Robert & Kay Camenisch encouraging and equipping relationships

A Timely Tip for Anger Resolution

Tired of anger? Want to get rid of it?

Now is a good time to practice one strategy to help you not get angry at people you love.

Maybe your husband doesn’t put his dirty clothes in the hamper—even though you’ve asked him to a gazillion times.

Or your wife has a terrible habit of interrupting when you’re telling a story.

It could be the daughter talks back with an attitude, or the son constantly picks on his siblings.

It could be a million things that trigger your anger. Some of them are devastating, others totally insignificant. It often doesn’t matter how insignificant the trigger is; if a loved one repeats the same annoying behavior one more time, it can send you over the edge.

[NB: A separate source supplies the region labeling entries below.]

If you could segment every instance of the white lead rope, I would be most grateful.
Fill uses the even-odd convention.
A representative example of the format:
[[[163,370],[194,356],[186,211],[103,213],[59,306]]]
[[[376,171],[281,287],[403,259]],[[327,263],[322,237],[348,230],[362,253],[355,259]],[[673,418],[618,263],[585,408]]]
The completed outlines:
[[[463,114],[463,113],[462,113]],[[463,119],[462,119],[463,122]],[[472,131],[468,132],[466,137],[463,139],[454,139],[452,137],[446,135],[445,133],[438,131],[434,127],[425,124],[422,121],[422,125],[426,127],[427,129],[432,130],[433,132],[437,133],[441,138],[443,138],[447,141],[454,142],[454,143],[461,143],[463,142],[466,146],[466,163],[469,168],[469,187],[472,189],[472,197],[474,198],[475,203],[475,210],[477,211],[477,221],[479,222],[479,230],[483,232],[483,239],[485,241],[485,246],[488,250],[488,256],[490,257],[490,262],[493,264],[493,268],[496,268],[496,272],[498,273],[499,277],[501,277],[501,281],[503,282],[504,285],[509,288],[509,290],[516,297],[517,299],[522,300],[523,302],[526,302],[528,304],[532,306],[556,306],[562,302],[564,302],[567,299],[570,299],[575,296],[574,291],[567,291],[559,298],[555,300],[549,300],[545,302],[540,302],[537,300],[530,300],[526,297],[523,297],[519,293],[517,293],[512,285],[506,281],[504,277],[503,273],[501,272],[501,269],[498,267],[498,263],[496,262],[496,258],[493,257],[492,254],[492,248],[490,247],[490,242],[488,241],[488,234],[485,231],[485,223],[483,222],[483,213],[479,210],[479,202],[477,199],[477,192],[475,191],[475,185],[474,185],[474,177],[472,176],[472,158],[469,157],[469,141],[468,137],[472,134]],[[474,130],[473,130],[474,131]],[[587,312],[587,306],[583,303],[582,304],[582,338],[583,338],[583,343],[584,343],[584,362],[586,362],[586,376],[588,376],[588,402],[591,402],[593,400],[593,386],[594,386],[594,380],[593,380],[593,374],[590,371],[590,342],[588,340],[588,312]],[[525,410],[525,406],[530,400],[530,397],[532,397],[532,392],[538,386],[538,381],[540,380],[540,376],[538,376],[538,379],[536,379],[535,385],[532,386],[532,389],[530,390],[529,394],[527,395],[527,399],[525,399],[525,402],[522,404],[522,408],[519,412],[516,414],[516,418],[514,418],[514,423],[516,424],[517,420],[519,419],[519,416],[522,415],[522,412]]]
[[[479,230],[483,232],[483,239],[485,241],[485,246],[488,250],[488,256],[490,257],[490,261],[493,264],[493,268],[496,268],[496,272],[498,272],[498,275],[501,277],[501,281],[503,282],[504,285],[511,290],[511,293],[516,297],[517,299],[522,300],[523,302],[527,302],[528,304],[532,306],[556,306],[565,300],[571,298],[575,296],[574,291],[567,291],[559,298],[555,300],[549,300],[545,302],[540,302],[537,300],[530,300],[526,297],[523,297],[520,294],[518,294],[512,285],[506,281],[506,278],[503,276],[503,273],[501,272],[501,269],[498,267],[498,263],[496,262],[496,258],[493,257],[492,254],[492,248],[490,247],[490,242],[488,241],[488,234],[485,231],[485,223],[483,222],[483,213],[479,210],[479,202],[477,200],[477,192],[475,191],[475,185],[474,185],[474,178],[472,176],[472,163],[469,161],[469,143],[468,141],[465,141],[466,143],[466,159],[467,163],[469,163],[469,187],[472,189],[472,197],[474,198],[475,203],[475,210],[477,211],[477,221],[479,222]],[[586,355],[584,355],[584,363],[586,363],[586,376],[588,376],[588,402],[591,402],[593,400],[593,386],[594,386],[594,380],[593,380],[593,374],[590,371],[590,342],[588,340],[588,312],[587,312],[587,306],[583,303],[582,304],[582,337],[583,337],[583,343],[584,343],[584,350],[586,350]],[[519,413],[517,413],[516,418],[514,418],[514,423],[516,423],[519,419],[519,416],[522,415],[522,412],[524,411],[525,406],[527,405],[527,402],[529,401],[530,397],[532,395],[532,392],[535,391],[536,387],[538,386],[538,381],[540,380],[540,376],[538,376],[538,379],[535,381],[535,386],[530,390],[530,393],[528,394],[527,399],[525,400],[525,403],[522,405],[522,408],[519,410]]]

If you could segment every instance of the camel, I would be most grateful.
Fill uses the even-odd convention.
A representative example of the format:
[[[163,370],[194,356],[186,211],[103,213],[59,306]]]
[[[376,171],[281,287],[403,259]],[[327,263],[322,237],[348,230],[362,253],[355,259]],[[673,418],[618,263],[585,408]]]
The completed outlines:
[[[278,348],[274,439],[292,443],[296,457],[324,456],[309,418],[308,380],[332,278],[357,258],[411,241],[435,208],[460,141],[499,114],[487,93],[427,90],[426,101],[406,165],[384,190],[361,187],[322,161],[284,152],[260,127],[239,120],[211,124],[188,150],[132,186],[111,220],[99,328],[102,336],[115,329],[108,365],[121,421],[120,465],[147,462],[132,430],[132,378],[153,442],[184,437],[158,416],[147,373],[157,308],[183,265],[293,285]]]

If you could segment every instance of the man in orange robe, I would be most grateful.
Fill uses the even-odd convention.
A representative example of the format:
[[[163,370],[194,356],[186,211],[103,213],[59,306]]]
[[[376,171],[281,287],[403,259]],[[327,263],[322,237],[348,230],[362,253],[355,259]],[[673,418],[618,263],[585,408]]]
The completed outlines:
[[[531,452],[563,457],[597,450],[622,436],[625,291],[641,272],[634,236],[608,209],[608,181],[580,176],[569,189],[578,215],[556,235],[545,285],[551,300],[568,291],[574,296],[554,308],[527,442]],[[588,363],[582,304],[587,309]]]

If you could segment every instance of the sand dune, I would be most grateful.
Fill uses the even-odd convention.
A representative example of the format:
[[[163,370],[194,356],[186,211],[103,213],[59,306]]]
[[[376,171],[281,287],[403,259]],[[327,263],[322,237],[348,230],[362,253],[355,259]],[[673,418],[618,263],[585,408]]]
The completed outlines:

Especially if you know they know it annoys you, and they do it anyway. After all, they’re family. They should be considerate of family, right?

We don’t usually plan to get angry. As one man said, “It’s just there!” But we don’t have to let it move in and claim room in our hearts and minds.

Fight anger through gratefulness.

When anger pops its head up, don’t welcome it. Instead, think of things you are grateful for about the person that made you angry.

Robert and are wired differently, think differently, and respond to life differently. It’s led to angry responses over major—and very insignificant—differences.

However, I’ve learned that when I’m grateful for him, I’m less irritated or frustrated with him. Now, I usually don’t get angry. When I do, I move through the negative emotions within minutes.

It’s difficult to remain angry at someone you’re grateful for.

Now is the perfect time to try it. It’s the season Thanksgiving—the time of year when we’re reminded to be thankful.

Paul said, “In everything give thanks; for this is God’s will for you in Christ Jesus” (1 Th. 5:28).

In everything, we are to give thanks. God said so in His Word.

It doesn’t matter what caused it. Or if your anger is justified.

If you’re mad at someone you love, think of things you’re grateful for about that person. Be honest, but practice being thankful for that person. (If you can’t think of anything to be grateful for, you aren’t seeing from God’s perspective. Ask Him to help you!)

I challenge you to see if you can remain angry once you move to a place of sincere gratefulness for the person.

Let this Thanksgiving be a season to practice gratefulness for the people around you. It’s worth a try, and I can pretty much guarantee you’ll be glad you did.

It sure has made a difference in my life. I thrive on the peace and joy we experience now.